Bugün özellikle Avrupa Birliği'nin ağırlıklı olarak doğalgazda yaşadığı enerji probleminin çözümü, yetersiz arz nedeniyle kısa vadede Rusya-Ukrayna-NATO krizinin çözülmesine bağlı.
Gazprom’un sahibi olduğu büyük bölümü Baltık Denizinin altından geçen 1.200 km uzunluğundaki boru hattı tam kapasite çalışması durumunda Avrupa’da yaşayan 26 milyon kişiye ısınma sağlayacak. Yaklaşık olarak 11 Milyar dolara mal olan Kuzey Akım 2 hattı projesinin yarısı Rus Gasprom diğer yarısı da iki Avrupa şirketi olan Shell ve ENGIE gibi Batılı enerji firmaları tarafından finanse edilmişti.
Haziran ayından itibaren Avrupa’da doğal gaz fiyatlarında büyük oranda bir artış görülmüş, Avrupa’daki hane halkları havaların soğumasıyla bu artıştan kaynaklanan yüksek faturalarla karşılaşmışlardı.
Doğalgazda tedarikçi sınırlı sayıda
Tam kapasiteyle çalışması durumunda Avrupa'daki artış kaydeden enerji fiyatları ve azalan doğalgaz miktarına çözüm olası beklenen projenin durdurulmasıyla birlikte Avrupa’da uzamasından korkulan enerji krizinin ve doğalgaz arz artışının gerçekleşmesi belirsiz bir tarihe ertelenmiş oldu.
Avrupa’nın Rusya dışında iki ana tedarikçisi var. Bunlardan birisi Norveç. Norveç Avrupa’ya ürettiği doğalgazın tamamını satıyor ve talebin sadece bir kısmını karşılayabiliyor.
Dünyada LNG ticareti, boru hatlarıyla yapılan doğalgaz ticaretine kıyasla çok daha kısa vadeli, deyimi yerindeyse spot fiyatlarla yapılıyor.
Bu maliyet avantajından olsa gerek AB, Kuzey Akım 1 boru hattındaki alım kontratlarını yenilemedi ve spot alıma yöneldi. Rusya’nın gerilimli olduğu Ukrayna üzerinden geçen Kuzey Akım 1 boru hattını bakıma aldığını yani Avrupa’ya servis ettiği doğalgaz miktarını azalttığı açıklamasıyla beraber koptu. Avrupa’da doğal gaz fiyatlarında yukarı yönlü bir ralli yapmış oldu.

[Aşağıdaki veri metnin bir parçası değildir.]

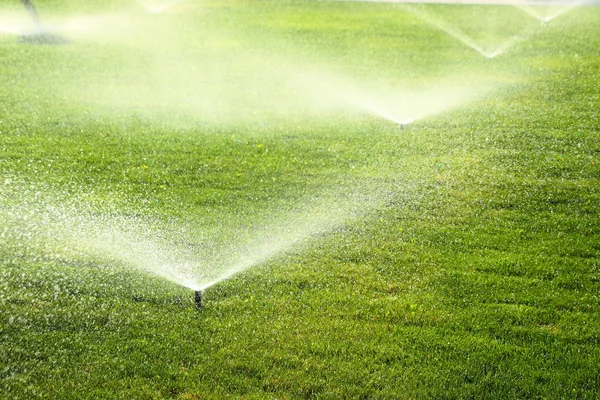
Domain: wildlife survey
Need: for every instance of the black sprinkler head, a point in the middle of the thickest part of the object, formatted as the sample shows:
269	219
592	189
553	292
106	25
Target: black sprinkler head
198	299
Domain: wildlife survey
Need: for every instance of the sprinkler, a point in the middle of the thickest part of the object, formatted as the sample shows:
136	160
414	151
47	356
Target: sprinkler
40	35
198	299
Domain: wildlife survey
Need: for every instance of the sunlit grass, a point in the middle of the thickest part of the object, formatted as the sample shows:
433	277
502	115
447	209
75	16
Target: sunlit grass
475	272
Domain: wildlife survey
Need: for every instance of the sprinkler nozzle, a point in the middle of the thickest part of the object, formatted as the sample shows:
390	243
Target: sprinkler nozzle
198	299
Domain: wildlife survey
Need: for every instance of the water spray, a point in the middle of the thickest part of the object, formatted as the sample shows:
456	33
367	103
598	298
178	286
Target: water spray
40	35
198	299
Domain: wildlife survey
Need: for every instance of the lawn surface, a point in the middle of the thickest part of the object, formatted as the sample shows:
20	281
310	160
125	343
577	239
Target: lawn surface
466	266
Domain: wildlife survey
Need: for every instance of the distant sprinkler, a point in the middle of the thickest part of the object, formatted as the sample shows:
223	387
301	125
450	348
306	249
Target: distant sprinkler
198	299
39	36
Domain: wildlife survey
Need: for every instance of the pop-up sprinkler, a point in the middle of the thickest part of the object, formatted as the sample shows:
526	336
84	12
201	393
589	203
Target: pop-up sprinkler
198	299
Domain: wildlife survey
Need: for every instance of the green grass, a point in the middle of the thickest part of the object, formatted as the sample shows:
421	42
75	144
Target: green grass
477	277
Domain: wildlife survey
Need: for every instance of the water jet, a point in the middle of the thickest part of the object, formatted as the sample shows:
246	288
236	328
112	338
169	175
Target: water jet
198	299
39	35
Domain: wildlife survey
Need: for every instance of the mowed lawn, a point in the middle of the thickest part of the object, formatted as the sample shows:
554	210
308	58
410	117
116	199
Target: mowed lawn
475	274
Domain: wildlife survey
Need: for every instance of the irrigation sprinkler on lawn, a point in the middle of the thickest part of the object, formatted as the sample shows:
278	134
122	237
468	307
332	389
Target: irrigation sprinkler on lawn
198	299
39	35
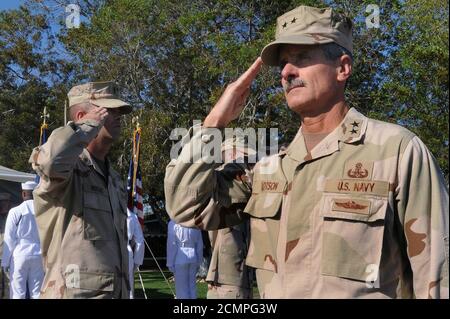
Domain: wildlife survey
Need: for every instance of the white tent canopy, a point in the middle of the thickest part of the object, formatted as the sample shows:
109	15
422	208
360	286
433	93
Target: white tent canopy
15	176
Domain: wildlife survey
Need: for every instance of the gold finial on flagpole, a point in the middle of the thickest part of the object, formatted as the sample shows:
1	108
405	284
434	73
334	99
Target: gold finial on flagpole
45	116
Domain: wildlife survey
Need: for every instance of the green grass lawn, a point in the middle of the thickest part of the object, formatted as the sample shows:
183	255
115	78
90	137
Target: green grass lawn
157	288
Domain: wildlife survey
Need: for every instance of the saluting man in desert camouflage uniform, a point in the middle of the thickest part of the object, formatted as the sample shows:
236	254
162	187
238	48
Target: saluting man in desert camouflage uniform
228	275
81	202
353	208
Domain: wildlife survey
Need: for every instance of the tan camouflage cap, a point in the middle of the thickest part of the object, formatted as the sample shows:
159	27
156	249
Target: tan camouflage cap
103	94
308	25
5	196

Çözüm krizin çözülmesine bağlandı
Tarihçesini kısaca özetlemeye çalıştığım ve arzın yetersizliğinden kaynaklanan krizin çözüm anahtarı olarak görülen Kuzey Akım 2 boru hattından doğalgaz alımı, Almanya’nın bu günkü açıklamasıyla, akıbetini Rusya ve NATO arasındaki krizin çözülmesine bağlanmış oldu.
Boyutu büyüyen gerilim, AB’nin yaşadığı enerji krizini derinleştirecek bir etki üreteceği görülüyor.
Enerji krizinin müzmin bir soruna dönmesi ise AB ekonomisi ile AB ülkelerinin sanayi üretimini doğrudan etkileyen bir konudur.
Rusyalı General Clausewitz’in yazdığı Savaş Üzerine adlı kitap askerlerden çok siyasetçilerin okuduğu kitaplardandır.
Clausewitz zafer olgusunu iki başlık altında inceler: Taktik zafer ve stratejik zafer. Taktik zaferler için fiziki olgulardır derken, “stratejik zafer manevi bir olgudur” der.
Zafer hakkındaki bu sınıflamayı bir yönüyle de savaşların taktiksel kazananının olabileceği ama stratejik kazanan olmasının çok güç olduğunu bir cümle olarak da anlayabiliriz.
Tıpkı Rusya ve NATO arasındaki bu gerilimin taktik sonuçlarının kesin görünmesine rağmen stratejik sonuçlarının belirsizliğini koruduğu gerçeği gibi.